This space is one that I created to help me find my way to a more mindful way of living. My words come from a place of genuine hope and happiness with this life my family and I share on this beautiful piece of land that stole our hearts from the second we pulled into the driveway for the first time.
My pictures serve as visual proof that we live a good life and are slowly but surely creating the space of our dreams - both inside and out. A place that makes room for as many creatures as possible - be it human or those that make their home in our surrounding pastures, meadows, forests and pond.
And it isn't hard for me to write about all those hope filled things. Until my hope feels compromised. Times like those - like right now actually - I stay away. Because nobody needs to read about more heartache and strife in the world.
But I can't let this one stay trapped in my head and heart anymore.

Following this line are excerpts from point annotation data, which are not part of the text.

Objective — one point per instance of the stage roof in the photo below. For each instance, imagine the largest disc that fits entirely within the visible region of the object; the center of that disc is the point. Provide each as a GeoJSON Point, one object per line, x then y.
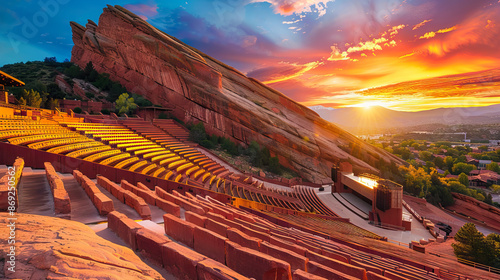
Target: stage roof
{"type": "Point", "coordinates": [9, 81]}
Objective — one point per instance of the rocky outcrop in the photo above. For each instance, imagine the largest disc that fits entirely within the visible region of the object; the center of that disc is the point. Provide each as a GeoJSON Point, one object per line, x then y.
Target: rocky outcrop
{"type": "Point", "coordinates": [167, 72]}
{"type": "Point", "coordinates": [53, 248]}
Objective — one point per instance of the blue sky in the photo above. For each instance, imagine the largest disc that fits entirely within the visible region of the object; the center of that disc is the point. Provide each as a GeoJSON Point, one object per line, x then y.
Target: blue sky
{"type": "Point", "coordinates": [319, 52]}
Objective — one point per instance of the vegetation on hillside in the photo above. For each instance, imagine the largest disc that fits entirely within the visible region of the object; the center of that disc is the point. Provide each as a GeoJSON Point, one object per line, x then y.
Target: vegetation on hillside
{"type": "Point", "coordinates": [125, 104]}
{"type": "Point", "coordinates": [472, 245]}
{"type": "Point", "coordinates": [39, 76]}
{"type": "Point", "coordinates": [254, 154]}
{"type": "Point", "coordinates": [422, 179]}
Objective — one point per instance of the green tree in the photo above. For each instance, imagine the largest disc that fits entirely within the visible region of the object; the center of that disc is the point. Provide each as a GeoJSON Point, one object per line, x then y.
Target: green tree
{"type": "Point", "coordinates": [124, 104]}
{"type": "Point", "coordinates": [470, 243]}
{"type": "Point", "coordinates": [483, 148]}
{"type": "Point", "coordinates": [449, 161]}
{"type": "Point", "coordinates": [439, 162]}
{"type": "Point", "coordinates": [489, 199]}
{"type": "Point", "coordinates": [53, 104]}
{"type": "Point", "coordinates": [22, 101]}
{"type": "Point", "coordinates": [425, 155]}
{"type": "Point", "coordinates": [493, 167]}
{"type": "Point", "coordinates": [32, 98]}
{"type": "Point", "coordinates": [463, 179]}
{"type": "Point", "coordinates": [495, 189]}
{"type": "Point", "coordinates": [462, 168]}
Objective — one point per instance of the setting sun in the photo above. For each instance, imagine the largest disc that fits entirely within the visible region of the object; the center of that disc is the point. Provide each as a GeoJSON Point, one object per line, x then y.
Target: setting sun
{"type": "Point", "coordinates": [369, 104]}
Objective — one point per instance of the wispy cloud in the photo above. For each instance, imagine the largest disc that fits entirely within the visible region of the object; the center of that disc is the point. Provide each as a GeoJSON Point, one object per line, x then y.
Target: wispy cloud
{"type": "Point", "coordinates": [432, 34]}
{"type": "Point", "coordinates": [145, 11]}
{"type": "Point", "coordinates": [288, 7]}
{"type": "Point", "coordinates": [417, 26]}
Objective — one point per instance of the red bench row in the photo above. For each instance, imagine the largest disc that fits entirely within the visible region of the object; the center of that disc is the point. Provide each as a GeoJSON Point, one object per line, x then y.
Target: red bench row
{"type": "Point", "coordinates": [102, 202]}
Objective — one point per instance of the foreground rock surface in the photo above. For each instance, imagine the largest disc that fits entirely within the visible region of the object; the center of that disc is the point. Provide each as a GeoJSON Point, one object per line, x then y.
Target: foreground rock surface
{"type": "Point", "coordinates": [199, 88]}
{"type": "Point", "coordinates": [53, 248]}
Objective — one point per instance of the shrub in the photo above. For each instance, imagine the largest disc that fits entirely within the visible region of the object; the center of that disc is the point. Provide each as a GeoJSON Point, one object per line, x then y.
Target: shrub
{"type": "Point", "coordinates": [163, 116]}
{"type": "Point", "coordinates": [207, 144]}
{"type": "Point", "coordinates": [197, 133]}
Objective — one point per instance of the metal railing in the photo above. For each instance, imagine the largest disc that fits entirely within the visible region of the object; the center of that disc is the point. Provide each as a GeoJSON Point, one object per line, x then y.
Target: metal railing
{"type": "Point", "coordinates": [479, 266]}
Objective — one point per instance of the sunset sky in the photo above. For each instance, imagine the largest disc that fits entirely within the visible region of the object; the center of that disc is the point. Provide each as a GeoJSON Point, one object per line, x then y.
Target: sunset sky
{"type": "Point", "coordinates": [318, 52]}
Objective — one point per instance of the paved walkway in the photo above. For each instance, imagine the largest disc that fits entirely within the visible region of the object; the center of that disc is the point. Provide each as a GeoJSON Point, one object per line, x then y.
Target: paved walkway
{"type": "Point", "coordinates": [82, 208]}
{"type": "Point", "coordinates": [351, 205]}
{"type": "Point", "coordinates": [35, 196]}
{"type": "Point", "coordinates": [418, 232]}
{"type": "Point", "coordinates": [156, 213]}
{"type": "Point", "coordinates": [237, 172]}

For the first time this week I have seen fellow farmers and homesteaders actively using the word "drought" to describe this growing season. A particularly worrisome word given it comes after a year of flood (2017) and another year of drought (2016).
Three consecutive years of extremes.
And the feeling of worry that has been growing within has now been realized and lives out there for people to absorb.
I worry about all the farmers for whom growing food for our tables is the sole income stream.
I worry that the inevitable increase in costs as a result of the drought will make more people balk at the price of food. Which perpetuates a vicious cycle that keeps the farmers down. A close friend who farms put this to me and it stuck with me hard - "why is it okay to charge too little for food? And $1000 for an iPhone."
I worry about all those that will just stop farming. And not because they don't love what they do. Or that they don't provide a valuable product.
But worry. It's not a helpful feeling...unless it is a motivator for action.
Please. Support your small farmers. In every way you can. We need them.